If voluntary dissolution proceedings have not been revoked, then, when all debts, liabilities and obligations of the corporation have been paid and discharged or adequate provision has been made therefor and all of the remaining property and assets of the corporation have been distributed to its shareholders, articles of dissolution shall be executed by the corporation by an authorized officer, which statement shall set forth:
A. the name of the corporation;
B. that the secretary of state has previously filed a statement of intent to dissolve the corporation and the date on which the statement was filed;
C. that all debts, obligations and liabilities of the corporation have been paid and discharged or that adequate provision has been made therefor;
D. that all the remaining property and assets of the corporation have been distributed among its shareholders in accordance with their respective rights and interests;
E. that there are no suits pending against the corporation in any court or that adequate provision has been made for the satisfaction of any judgment, order or decree that may be entered against it in any pending suit; and
F. confirmation that the corporation has resigned as a registered agent or is not currently a registered agent for any entity registered in New Mexico.

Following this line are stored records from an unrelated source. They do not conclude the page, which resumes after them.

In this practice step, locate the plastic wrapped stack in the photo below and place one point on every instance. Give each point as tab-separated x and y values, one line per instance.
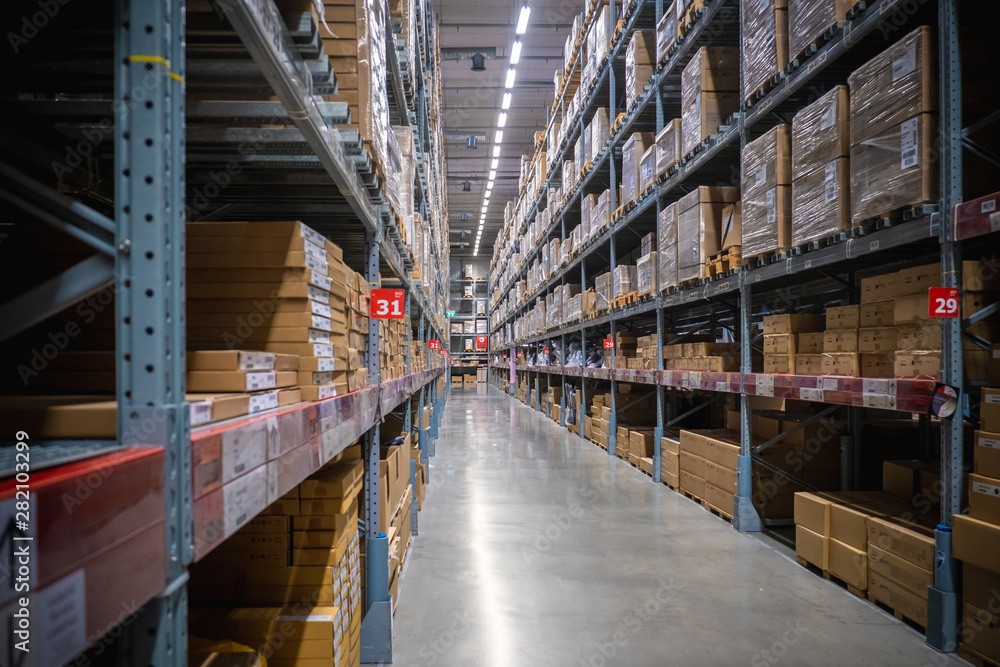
710	87
766	180
666	236
764	39
821	201
698	225
894	123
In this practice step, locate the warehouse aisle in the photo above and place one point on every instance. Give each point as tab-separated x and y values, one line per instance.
537	548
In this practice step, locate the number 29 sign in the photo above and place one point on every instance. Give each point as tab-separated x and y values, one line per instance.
388	304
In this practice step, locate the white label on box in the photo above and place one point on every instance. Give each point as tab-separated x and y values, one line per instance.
908	144
60	615
317	294
904	63
830	181
992	443
265	401
807	394
320	281
320	308
829	117
761	177
986	489
201	412
257	381
256	361
317	265
317	336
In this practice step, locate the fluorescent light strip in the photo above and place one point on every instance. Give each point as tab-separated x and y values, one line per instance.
522	20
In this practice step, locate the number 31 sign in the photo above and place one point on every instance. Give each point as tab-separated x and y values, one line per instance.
388	304
942	302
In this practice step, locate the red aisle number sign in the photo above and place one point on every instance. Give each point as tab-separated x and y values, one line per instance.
943	302
388	304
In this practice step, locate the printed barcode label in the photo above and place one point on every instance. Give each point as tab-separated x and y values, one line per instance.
829	118
831	181
201	412
317	294
265	401
257	381
904	63
908	144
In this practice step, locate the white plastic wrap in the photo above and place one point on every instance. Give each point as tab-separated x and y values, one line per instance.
764	39
766	200
666	237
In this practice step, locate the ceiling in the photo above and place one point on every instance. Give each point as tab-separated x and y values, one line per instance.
472	102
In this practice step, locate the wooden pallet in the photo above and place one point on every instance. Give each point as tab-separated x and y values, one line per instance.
976	658
625	300
900	616
724	262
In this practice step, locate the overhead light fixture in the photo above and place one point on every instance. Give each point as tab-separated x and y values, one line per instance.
522	20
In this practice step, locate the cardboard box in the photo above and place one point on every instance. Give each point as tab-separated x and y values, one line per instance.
907	543
791	323
812	512
986	454
812	547
909	576
976	542
984	498
809	342
848	563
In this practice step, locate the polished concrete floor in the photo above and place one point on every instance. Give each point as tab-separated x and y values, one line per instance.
537	548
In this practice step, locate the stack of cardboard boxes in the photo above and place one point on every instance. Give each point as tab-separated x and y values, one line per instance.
273	286
710	87
977	538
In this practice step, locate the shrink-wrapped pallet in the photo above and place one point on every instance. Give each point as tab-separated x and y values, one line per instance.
698	222
764	40
766	193
666	238
709	93
821	202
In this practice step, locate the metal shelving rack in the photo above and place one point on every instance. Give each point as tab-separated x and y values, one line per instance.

History: 1953 Comp., § 51-29-11, enacted by Laws 1967, ch. 81, § 89; 2001, ch. 200, § 64; 2019, ch. 159, § 3.
ANNOTATIONSThe 2019 amendment, effective July 1, 2019, required articles of dissolution to include confirmation that the corporation has resigned as a registered agent or is not currently a registered agent for any entity registered in New Mexico; and added Subsection F.
Compiler's notes. — This section is derived from Section 92 of the ABA Model Business Corporation Act.
The 2001 amendment, effective July 1, 2001, deleted the provision that articles of dissolution be executed in duplicate and substituted "an authorized officer" for "its chairman of the board, president or vice president and by its secretary or assistant secretary and verified by one of the officers signing the articles".
Pending lawsuit. — Nothing in the New Mexico Business Corporation Act suggests that the legislature intended that final claims have priority over contingent claims. Smith v. Cox, 1992-NMSC-029, 113 N.M. 682, 831 P.2d 981.